Methods based on visual estimation still is the most widely used analysis of the distances that is covered by soccer players during matches, and most description available in the literature were obtained using such an approach. Recently, systems based on computer vision techniques have appeared and the very first results are available for comparisons. The aim of the present study was to analyse the distances covered by Brazilian soccer players and compare the results to the European players’, both data measured by automatic tracking system. Four regular Brazilian First Division Championship matches between different teams were filmed. Applying a previously developed automatic tracking system (DVideo, Campinas, Brazil), the results of 55 outline players participated in the whole game (n = 55) are presented. The results of mean distances covered, standard deviations (s) and coefficient of variation (cv) after 90 minutes were 10,012 m, s = 1,024 m and cv = 10.2%, respectively. The results of three-way ANOVA according to playing positions, showed that the distances covered by external defender (10642 ± 663 m), central midfielders (10476 ± 702 m) and external midfielders (10598 ± 890 m) were greater than forwards (9612 ± 772 m) and forwards covered greater distances than central defenders (9029 ± 860 m). The greater distances were covered in standing, walking, or jogging, 5537 ± 263 m, followed by moderate-speed running, 1731 ± 399 m; low speed running, 1615 ± 351 m; high-speed running, 691 ± 190 m and sprinting, 437 ± 171 m. Mean distance covered in the first half was 5,173 m (s = 394 m, cv = 7.6%) highly significant greater (p < 0.001) than the mean value 4,808 m (s = 375 m, cv = 7.8%) in the second half. A minute-by-minute analysis revealed that after eight minutes of the second half, player performance has already decreased and this reduction is maintained throughout the second half.
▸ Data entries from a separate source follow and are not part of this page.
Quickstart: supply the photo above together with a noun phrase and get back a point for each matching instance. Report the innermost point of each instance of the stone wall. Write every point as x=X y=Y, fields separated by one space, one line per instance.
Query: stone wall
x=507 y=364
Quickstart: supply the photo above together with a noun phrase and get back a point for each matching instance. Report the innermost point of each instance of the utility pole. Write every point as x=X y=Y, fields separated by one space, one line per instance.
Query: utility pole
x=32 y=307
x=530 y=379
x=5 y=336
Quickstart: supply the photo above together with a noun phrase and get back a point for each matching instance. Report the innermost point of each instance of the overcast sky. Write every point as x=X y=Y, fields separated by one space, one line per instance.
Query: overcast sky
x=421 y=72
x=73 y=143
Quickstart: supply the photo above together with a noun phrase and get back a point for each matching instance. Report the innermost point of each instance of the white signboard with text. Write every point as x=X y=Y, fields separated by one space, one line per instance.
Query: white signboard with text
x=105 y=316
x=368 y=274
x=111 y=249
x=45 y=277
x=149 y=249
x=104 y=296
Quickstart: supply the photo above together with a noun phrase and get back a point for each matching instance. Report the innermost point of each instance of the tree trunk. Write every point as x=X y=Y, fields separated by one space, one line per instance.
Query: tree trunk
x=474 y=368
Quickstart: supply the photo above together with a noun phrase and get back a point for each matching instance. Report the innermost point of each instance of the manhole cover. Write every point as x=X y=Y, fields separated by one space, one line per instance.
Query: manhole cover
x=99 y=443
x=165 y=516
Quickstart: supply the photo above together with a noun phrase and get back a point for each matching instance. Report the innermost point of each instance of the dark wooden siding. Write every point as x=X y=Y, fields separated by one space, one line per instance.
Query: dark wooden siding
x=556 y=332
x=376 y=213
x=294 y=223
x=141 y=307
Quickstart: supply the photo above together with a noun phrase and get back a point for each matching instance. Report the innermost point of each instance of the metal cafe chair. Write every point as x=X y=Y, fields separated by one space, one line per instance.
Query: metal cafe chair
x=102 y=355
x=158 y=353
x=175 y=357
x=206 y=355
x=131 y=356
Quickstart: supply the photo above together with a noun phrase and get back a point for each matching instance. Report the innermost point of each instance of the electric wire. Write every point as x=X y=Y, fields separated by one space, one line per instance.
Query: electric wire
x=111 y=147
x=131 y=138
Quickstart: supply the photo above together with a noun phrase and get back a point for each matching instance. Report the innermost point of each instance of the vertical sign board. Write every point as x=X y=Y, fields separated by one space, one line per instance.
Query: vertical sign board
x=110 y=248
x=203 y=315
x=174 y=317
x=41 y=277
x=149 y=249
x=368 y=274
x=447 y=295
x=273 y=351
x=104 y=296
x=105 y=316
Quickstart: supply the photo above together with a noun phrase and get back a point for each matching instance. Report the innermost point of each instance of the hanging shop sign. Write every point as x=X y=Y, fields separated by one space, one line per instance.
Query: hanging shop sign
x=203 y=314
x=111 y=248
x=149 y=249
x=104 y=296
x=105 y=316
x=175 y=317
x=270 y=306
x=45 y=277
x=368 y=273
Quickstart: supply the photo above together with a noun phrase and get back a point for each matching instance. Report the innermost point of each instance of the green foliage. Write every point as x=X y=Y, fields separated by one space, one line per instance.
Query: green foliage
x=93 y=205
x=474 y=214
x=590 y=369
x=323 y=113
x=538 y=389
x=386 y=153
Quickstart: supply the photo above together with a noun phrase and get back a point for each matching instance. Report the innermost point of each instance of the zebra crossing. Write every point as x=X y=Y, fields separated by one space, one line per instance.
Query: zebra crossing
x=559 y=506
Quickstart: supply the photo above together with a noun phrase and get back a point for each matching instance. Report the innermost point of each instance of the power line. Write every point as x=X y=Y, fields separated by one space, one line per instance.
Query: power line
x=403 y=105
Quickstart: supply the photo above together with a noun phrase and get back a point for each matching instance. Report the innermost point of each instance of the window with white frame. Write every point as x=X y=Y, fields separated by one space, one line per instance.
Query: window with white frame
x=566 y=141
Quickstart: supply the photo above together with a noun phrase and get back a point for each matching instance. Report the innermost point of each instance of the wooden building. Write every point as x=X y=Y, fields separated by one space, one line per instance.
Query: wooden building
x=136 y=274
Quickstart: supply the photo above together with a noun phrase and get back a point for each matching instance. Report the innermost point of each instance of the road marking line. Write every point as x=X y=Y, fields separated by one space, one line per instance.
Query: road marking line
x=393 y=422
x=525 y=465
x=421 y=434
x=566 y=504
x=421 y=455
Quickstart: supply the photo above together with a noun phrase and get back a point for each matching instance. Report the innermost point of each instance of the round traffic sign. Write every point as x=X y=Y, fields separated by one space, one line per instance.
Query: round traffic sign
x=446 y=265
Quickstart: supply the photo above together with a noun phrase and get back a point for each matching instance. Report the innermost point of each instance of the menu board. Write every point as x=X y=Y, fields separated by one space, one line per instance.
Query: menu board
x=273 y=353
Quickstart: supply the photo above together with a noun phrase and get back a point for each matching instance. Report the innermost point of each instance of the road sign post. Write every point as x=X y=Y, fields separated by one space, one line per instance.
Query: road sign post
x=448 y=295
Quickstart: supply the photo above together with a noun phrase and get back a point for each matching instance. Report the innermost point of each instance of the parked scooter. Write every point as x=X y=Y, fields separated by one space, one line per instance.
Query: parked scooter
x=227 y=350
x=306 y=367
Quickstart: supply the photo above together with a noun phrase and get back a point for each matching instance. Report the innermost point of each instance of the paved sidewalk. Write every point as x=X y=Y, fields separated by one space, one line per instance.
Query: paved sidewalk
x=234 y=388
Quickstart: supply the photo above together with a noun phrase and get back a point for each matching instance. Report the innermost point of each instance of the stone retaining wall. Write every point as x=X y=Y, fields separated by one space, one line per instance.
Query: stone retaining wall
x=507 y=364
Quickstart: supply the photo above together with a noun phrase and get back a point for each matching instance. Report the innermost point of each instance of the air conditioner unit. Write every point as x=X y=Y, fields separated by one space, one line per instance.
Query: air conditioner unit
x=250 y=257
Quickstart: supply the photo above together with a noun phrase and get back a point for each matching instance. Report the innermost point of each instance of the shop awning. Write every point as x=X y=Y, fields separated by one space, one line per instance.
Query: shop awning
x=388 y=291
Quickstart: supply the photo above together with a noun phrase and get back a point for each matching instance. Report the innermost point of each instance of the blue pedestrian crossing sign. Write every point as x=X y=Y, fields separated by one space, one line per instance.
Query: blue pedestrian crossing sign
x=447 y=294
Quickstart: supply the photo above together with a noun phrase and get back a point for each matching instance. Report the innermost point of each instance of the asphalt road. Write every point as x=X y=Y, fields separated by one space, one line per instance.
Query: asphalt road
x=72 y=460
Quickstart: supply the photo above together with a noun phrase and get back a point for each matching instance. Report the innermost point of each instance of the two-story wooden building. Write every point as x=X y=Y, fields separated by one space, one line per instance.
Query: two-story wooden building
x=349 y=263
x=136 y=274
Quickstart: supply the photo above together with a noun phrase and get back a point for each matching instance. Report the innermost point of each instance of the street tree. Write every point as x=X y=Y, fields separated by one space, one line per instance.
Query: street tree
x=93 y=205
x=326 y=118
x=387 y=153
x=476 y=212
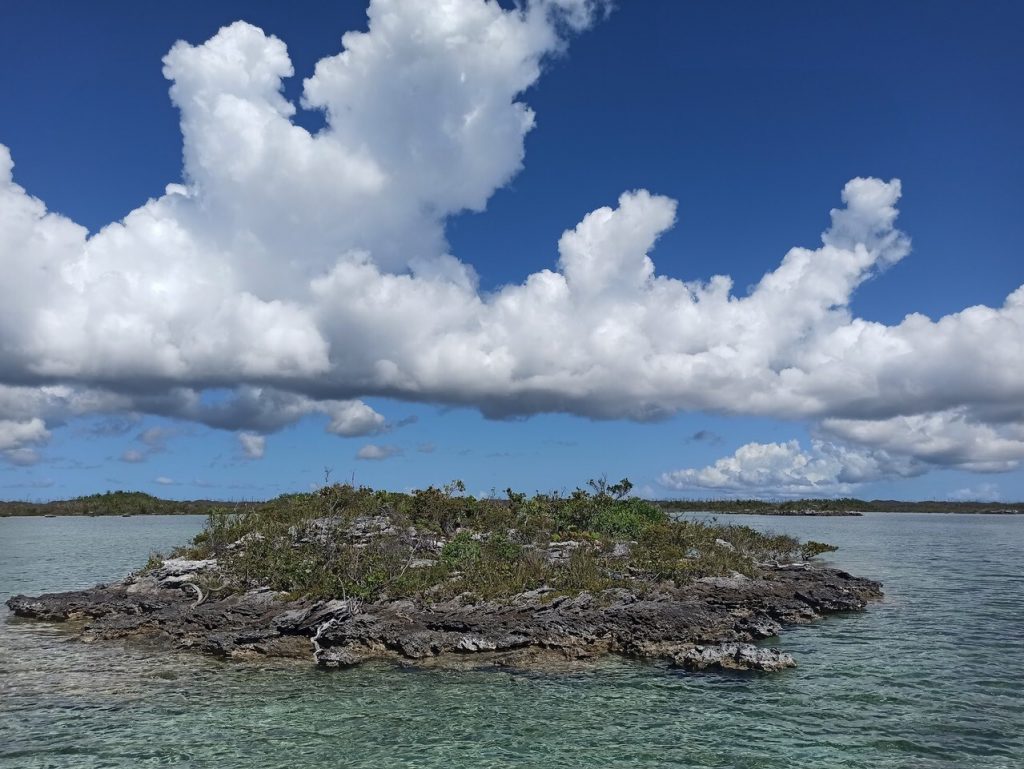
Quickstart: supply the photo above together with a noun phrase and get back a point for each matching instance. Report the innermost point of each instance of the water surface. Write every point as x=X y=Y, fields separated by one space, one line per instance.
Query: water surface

Key words: Biomechanics, soccer, distance covered, tracking
Key Points
A novel automatic tracking method was presented. No previous work was found in the literature reporting data of simultaneous trajectories of all soccer players obtained by an automatic tracking method.
The study reveals 7% reduction in mean distance covered in the second half and moreover after eight minutes of the second half, player performance has already decreased and this reduction is maintained throughout the second half.